Patients and methods
The nonunion database of a single surgeon over a 16 year period was used to identify all proximal and distal femoral nonunions that were treated with open reduction and internal fixation using the 95-degree-angled blade plate. There were 78 cases in which the blade plate was used, and 68 of 78 (87.2 % follow-up rate) were followed to a final outcome, which was defined as complete healing of the nonunion, conversion to arthroplasty, or amputation. Failure was defined as revision surgery for persistence of nonunion, conversion to arthroplasty prior to healing, or amputation. Three patients who failed were lost to follow-up prior to a final outcome.
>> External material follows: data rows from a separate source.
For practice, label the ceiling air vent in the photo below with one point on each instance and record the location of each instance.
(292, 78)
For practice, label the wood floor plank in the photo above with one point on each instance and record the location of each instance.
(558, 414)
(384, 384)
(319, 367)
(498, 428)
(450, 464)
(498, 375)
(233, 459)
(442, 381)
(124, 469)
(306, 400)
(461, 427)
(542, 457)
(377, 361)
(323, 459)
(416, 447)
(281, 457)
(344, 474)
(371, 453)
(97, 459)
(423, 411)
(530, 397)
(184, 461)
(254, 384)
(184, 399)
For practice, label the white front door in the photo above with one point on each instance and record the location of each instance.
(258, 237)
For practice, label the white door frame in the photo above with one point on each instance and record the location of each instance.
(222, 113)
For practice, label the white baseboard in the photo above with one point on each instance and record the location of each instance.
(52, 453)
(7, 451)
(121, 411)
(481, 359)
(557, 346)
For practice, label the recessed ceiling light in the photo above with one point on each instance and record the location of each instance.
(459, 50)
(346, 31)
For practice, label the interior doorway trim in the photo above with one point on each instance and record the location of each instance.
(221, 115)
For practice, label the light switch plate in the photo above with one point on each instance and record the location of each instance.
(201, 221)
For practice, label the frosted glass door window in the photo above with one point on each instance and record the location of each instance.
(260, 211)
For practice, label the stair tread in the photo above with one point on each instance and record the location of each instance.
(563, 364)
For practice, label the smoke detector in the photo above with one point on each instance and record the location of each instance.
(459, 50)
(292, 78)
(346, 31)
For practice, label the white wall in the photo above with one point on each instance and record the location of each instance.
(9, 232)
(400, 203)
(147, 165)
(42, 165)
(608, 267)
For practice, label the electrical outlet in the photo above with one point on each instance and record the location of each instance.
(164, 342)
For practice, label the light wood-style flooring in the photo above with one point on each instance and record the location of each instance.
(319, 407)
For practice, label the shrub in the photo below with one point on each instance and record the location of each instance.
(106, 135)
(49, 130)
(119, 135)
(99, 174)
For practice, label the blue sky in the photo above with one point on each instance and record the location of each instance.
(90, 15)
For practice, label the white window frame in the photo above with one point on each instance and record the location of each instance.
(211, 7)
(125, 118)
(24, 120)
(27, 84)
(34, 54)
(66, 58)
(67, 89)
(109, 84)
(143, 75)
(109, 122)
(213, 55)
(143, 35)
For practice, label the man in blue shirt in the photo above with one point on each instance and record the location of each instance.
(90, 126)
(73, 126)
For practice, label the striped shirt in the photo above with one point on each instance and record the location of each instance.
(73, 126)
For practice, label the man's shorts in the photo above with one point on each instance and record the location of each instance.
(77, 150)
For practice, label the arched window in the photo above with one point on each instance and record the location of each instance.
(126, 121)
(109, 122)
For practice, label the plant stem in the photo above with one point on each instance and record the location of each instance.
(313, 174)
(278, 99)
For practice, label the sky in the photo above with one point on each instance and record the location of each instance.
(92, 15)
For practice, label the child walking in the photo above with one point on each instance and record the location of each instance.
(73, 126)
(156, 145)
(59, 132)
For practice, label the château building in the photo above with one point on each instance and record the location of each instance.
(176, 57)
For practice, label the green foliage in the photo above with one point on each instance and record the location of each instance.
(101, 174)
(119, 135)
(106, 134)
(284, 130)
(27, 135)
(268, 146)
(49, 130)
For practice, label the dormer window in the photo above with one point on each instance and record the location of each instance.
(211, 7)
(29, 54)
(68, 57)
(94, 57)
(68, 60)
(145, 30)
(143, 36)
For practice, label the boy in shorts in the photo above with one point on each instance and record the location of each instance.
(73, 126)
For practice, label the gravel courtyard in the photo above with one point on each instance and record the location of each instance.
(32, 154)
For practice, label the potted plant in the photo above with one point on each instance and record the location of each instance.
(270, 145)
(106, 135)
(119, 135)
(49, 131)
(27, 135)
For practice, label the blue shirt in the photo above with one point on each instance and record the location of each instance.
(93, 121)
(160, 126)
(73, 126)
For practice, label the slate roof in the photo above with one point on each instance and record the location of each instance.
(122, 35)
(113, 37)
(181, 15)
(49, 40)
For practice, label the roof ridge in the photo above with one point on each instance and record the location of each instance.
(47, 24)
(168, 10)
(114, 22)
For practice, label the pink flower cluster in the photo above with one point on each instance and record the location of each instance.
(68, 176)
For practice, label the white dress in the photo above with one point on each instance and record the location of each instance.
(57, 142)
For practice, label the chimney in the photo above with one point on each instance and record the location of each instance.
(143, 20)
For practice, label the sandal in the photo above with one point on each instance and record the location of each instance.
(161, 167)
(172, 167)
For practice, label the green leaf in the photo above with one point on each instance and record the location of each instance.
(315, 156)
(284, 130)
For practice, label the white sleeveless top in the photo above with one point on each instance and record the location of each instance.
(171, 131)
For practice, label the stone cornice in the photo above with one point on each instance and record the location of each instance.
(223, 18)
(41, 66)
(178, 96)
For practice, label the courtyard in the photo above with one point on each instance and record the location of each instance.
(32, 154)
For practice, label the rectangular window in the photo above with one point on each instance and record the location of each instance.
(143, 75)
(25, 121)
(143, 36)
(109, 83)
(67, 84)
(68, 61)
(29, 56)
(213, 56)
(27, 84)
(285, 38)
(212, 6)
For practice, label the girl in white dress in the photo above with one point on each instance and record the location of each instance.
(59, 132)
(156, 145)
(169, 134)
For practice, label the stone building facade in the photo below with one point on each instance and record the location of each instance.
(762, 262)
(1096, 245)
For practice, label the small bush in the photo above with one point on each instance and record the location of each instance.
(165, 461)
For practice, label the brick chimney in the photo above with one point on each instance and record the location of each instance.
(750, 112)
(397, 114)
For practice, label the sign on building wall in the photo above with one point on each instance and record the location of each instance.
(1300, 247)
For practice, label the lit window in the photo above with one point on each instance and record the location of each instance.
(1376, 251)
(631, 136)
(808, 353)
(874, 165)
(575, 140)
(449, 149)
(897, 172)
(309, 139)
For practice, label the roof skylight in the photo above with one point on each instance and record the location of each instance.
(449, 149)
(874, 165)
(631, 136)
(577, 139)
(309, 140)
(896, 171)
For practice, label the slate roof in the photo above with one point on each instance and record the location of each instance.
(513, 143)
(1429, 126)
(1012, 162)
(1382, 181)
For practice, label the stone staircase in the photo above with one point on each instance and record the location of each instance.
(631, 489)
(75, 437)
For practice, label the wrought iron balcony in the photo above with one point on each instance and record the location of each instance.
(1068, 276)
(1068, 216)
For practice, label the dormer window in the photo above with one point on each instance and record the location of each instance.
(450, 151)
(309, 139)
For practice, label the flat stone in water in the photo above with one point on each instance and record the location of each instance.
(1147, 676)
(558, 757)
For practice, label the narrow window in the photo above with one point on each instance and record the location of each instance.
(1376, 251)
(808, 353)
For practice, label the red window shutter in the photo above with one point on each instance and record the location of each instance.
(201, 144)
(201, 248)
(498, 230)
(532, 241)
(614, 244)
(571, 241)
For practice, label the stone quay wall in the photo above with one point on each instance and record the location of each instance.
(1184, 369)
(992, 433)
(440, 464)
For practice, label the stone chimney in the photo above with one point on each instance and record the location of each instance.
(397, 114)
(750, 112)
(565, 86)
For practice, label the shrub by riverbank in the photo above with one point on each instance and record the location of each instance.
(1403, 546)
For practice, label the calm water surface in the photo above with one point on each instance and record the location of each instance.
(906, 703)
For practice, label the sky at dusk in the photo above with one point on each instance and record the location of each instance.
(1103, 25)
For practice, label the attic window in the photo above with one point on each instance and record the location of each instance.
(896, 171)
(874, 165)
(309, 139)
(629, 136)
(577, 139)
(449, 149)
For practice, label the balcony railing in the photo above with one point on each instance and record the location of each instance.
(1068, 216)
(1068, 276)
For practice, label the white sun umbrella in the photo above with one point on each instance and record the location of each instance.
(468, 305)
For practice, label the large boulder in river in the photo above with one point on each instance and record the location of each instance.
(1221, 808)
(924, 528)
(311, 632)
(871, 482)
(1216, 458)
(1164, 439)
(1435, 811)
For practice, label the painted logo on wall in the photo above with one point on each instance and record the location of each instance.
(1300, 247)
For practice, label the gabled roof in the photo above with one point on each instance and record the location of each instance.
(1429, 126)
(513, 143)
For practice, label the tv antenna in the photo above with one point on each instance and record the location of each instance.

In the 71 patients who were followed to failure or complete follow-up, the rate of healing with one surgery was 77.5 % (55 of 71). Eight of 16 failures required a second surgery for persistence of nonunion and eventually went on to heal the nonunion. Eleven of the 16 failures were in patients who had a known infected nonunion. When the 21 cases of infected nonunions were excluded, the healing rate for aseptic nonunions with one surgery alone using the 95-degree-angled blade plate was 91.2 % (52 of 57) compared with 47.6 % (10 of 21) in the infected nonunion group (p < 0.0001). Eleven patients who had healed their nonunion underwent all or partial removal of the implant for irritation or prominence.
The 95-degree-angled blade plate is an effective reduction aid and fixation device for aseptic nonunions of the proximal and distal femur with acceptable healing rates with one surgery alone.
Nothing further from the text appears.